Elche, intensidad y premio merecido
El cuadro ilicitano, con una propuesta compacta y líneas muy juntas, resistió el empuje inicial del Betis y poco a poco fue encontrando espacios a la espalda de los mediocentros. Su insistencia tuvo recompensa: Valera firmó el empate con un tanto que desnudó las carencias defensivas verdiblancas.

Falta de ideas arriba, dudas atrás
La gran preocupación en Heliópolis es que el Betis, pese a controlar el balón, fue incapaz de generar ocasiones claras. Los extremos no desbordaron, los mediapuntas abusaron de pases horizontales y la referencia en ataque quedó aislada. En defensa, los despistes se pagaron caros, como en el gol local.

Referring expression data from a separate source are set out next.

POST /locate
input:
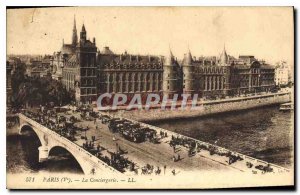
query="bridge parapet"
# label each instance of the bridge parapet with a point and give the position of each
(50, 139)
(276, 168)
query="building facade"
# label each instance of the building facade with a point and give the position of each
(282, 74)
(88, 72)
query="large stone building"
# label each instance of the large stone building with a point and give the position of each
(88, 72)
(282, 74)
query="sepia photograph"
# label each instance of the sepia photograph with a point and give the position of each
(150, 97)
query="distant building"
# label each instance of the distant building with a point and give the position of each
(89, 73)
(282, 74)
(8, 84)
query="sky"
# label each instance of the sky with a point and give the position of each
(265, 32)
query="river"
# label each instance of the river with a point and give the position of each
(264, 133)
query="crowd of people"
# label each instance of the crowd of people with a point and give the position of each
(65, 126)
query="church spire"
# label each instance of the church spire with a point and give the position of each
(74, 37)
(224, 56)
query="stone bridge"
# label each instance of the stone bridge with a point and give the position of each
(50, 139)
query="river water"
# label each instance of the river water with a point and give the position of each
(264, 133)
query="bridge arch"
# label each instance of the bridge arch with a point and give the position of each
(85, 167)
(53, 149)
(40, 136)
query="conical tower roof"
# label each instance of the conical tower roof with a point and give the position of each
(169, 58)
(187, 58)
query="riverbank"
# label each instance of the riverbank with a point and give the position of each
(206, 108)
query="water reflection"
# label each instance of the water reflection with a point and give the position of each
(22, 155)
(264, 133)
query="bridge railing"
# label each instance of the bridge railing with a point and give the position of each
(245, 157)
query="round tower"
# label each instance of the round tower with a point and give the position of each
(188, 76)
(169, 76)
(224, 57)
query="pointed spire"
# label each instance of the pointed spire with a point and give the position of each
(83, 28)
(74, 36)
(188, 57)
(169, 58)
(224, 56)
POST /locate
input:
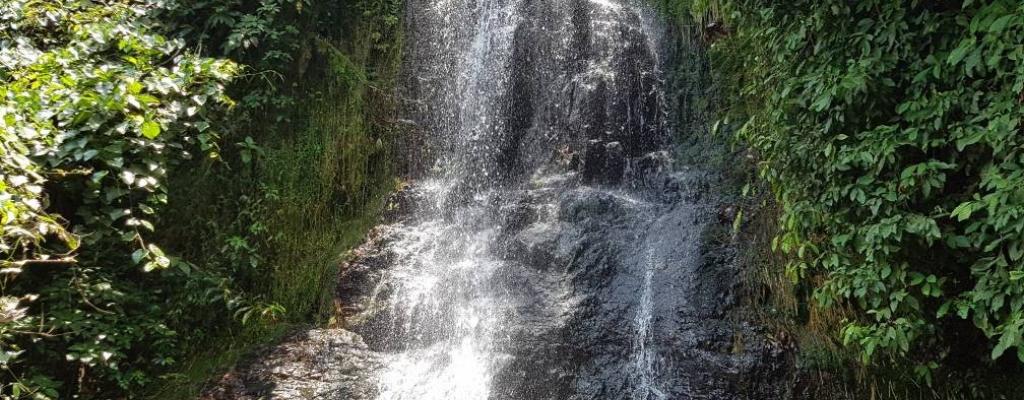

Un empate que sabe a derrota
Para el Betis, el 1-1 en Elche supone un tropiezo en su estreno liguero. Más allá del resultado, lo preocupante es la falta de contundencia para cerrar partidos ante rivales de menor presupuesto. El equipo necesita reaccionar pronto si no quiere repetir arranques irregulares de otras temporadas.
Conclusión verdiblanca
El camino recién comienza, pero la primera parada deja señales de alerta: sin gol no hay ambiciones europeas, y sin solidez atrás, el margen de error se estrecha. Elche celebra un punto de oro; el Betis, en cambio, se marcha con la sensación de haber regalado dos.